Numpy is not bad for what it does and has brought array programming into the main stream while relieving the world from Matlab …
There are other broadcasting models which are more consistent, e.g., as in modern APL or J. Based on the idea of verb rank and the leading axis model this provides a (more?) powerful notation for expressing many array operations concisely. For a proof of concept – based on stack and without further optimizations – you can try my JJ.jl:
julia> using JJ
julia> A = rand(5, 5, 100); # Note: Switched order to trailing axis model as Julia is column-major
julia> y = rand(5, 100);
julia> rank"2 \ 1"(A, y) |> size
(5, 100)
Here, rank"2 \ 1"
indicates that \
now applies to matrices as left argument and vectors as right argument. If a batch is given it simply brodcasts over that. A similar effect can be achieved with jax.vmap and allows to write code for low dimensional input arrays only and add support for batches simply when calling it. An advantage over notations with named indices, e.g., using Einsum like conventions, is that it is easier to generalize and applies equally to multiple batch dimensions:
julia> rank"2 \ 1"(rand(5, 5, 10, 8), rand(5, 10, 8)) |> size
(5, 10, 8)
Imho, the other – made up – example of D_{kn} = \frac{1}{L \cdot M} \sum_{l,m} A_{klm} B_{ln} C_{km} will probably always be easier to read (and write) with named indices as the order of the axis is more or less arbitrary.
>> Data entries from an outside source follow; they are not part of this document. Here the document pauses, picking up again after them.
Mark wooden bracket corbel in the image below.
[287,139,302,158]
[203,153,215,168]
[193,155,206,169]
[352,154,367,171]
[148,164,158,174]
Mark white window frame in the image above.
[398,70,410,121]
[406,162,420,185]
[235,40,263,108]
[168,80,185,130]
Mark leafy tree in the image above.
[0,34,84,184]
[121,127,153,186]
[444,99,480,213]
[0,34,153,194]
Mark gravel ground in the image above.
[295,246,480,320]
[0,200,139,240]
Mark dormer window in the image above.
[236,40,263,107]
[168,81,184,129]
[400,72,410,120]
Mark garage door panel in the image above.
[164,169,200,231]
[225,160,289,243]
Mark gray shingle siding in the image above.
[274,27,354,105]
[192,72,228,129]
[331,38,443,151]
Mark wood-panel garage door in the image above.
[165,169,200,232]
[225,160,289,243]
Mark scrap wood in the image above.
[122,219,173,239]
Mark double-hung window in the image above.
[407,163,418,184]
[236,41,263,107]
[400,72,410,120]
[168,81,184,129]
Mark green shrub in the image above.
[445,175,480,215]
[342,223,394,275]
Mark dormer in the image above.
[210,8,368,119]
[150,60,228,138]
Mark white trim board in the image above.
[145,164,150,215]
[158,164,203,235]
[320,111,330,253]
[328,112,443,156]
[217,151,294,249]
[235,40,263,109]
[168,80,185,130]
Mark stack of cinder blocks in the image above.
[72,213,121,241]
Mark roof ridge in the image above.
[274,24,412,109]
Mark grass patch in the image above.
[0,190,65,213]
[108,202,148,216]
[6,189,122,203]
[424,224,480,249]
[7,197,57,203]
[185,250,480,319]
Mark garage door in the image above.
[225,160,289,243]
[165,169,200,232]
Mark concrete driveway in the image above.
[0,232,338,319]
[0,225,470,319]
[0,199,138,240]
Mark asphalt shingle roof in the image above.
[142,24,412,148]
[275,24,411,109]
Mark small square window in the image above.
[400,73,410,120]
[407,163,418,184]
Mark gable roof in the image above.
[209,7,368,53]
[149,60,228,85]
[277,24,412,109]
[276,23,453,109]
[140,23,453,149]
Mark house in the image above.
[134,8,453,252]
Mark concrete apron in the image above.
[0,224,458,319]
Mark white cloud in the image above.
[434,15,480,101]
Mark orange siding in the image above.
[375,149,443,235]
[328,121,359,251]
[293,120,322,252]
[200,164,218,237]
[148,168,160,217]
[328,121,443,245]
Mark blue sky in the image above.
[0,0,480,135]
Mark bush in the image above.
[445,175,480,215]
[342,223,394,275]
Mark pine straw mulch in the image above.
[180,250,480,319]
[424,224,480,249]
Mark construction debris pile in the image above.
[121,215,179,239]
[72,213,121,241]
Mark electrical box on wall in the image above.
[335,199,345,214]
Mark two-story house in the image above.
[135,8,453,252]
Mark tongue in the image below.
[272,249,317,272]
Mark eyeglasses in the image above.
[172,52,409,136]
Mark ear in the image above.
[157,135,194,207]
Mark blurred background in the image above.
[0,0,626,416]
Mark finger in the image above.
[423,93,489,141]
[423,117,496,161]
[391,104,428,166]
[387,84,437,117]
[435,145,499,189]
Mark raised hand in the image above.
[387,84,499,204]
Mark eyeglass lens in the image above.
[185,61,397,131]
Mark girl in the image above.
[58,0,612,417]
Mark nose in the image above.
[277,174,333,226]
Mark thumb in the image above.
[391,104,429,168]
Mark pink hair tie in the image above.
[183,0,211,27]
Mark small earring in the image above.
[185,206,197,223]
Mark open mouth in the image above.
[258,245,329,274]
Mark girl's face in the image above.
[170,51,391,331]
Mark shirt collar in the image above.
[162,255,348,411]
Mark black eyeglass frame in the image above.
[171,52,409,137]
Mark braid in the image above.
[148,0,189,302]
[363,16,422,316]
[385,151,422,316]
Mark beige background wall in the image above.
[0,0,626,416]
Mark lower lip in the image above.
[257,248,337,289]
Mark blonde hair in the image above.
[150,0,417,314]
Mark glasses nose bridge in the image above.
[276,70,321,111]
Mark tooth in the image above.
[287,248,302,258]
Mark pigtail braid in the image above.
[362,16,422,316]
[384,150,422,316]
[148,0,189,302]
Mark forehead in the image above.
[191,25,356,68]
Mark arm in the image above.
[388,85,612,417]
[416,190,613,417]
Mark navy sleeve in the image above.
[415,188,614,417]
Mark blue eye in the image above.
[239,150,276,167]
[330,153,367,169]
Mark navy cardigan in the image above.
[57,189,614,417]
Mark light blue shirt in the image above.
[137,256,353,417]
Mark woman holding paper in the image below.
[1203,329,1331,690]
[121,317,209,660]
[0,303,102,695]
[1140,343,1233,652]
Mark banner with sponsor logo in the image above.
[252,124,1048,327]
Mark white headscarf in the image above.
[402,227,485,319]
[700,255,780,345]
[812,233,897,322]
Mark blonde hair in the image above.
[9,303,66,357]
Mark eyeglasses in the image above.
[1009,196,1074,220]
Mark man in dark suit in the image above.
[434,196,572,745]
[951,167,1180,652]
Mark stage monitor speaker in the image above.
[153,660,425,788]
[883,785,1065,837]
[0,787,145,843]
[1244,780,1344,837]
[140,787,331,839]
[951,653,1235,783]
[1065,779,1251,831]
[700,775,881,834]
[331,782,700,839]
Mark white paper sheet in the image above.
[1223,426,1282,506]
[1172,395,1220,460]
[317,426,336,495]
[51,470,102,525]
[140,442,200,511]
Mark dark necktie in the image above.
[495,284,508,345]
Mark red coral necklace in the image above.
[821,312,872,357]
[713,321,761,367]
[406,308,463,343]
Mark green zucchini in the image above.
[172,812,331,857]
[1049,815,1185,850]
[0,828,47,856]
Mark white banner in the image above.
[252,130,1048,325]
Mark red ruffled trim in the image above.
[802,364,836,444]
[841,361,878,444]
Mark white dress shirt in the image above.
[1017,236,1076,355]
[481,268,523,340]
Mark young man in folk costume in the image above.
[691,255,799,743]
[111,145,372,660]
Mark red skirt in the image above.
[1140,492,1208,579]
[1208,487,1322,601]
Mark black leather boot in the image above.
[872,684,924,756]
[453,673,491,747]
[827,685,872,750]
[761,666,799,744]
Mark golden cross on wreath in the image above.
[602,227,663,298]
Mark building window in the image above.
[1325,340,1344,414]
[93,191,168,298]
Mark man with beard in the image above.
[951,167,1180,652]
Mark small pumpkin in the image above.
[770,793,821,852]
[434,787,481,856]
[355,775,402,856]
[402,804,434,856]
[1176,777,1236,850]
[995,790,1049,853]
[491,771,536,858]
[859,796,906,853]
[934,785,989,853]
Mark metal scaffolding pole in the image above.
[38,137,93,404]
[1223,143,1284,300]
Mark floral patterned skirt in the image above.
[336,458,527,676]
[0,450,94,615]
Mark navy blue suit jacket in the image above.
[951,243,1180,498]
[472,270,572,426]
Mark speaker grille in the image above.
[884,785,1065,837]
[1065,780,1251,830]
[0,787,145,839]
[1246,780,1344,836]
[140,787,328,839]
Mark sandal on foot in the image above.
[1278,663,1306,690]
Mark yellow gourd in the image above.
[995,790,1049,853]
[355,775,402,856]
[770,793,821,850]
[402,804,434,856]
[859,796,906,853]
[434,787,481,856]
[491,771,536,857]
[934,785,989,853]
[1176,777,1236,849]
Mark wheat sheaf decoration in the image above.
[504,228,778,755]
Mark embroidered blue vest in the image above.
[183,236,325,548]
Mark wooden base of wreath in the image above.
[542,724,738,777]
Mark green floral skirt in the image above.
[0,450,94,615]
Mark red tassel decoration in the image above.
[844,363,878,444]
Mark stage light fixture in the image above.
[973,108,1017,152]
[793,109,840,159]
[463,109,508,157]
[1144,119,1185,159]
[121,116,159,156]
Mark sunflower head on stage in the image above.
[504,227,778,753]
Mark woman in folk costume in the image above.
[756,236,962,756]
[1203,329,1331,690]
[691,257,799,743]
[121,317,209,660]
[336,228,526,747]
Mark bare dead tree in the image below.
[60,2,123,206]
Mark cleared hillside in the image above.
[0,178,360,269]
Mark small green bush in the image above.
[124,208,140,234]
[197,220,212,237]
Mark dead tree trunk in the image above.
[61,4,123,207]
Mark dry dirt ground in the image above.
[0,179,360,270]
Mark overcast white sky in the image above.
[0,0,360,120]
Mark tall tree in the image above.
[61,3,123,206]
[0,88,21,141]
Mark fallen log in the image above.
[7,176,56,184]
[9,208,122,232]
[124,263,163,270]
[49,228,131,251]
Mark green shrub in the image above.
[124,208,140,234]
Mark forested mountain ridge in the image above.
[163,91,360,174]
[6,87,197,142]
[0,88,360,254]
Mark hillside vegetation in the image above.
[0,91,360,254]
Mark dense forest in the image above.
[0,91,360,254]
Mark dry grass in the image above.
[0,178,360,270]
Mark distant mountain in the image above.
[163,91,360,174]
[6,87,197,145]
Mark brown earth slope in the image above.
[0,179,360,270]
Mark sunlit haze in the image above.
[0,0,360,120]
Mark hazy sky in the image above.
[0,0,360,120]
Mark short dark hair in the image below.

In practice, a natural order is often available, e.g., distinguishing between batch, time and embedding dimensions, and keeping the order consistent often makes it easier to express, e.g., using rank notation or vmap, to which subset of data each computation applies.
For what its worth, here is a J line for the above using the provided axis order:
(+/%#)@,/"3 A * B */"1/~ C
A more consistent ordering might keep the batch dimensions K, N strictly before or after the “compute” dimensions L,M and vamp
a function that is defined for L\times M matrices and L and M vectors only over those.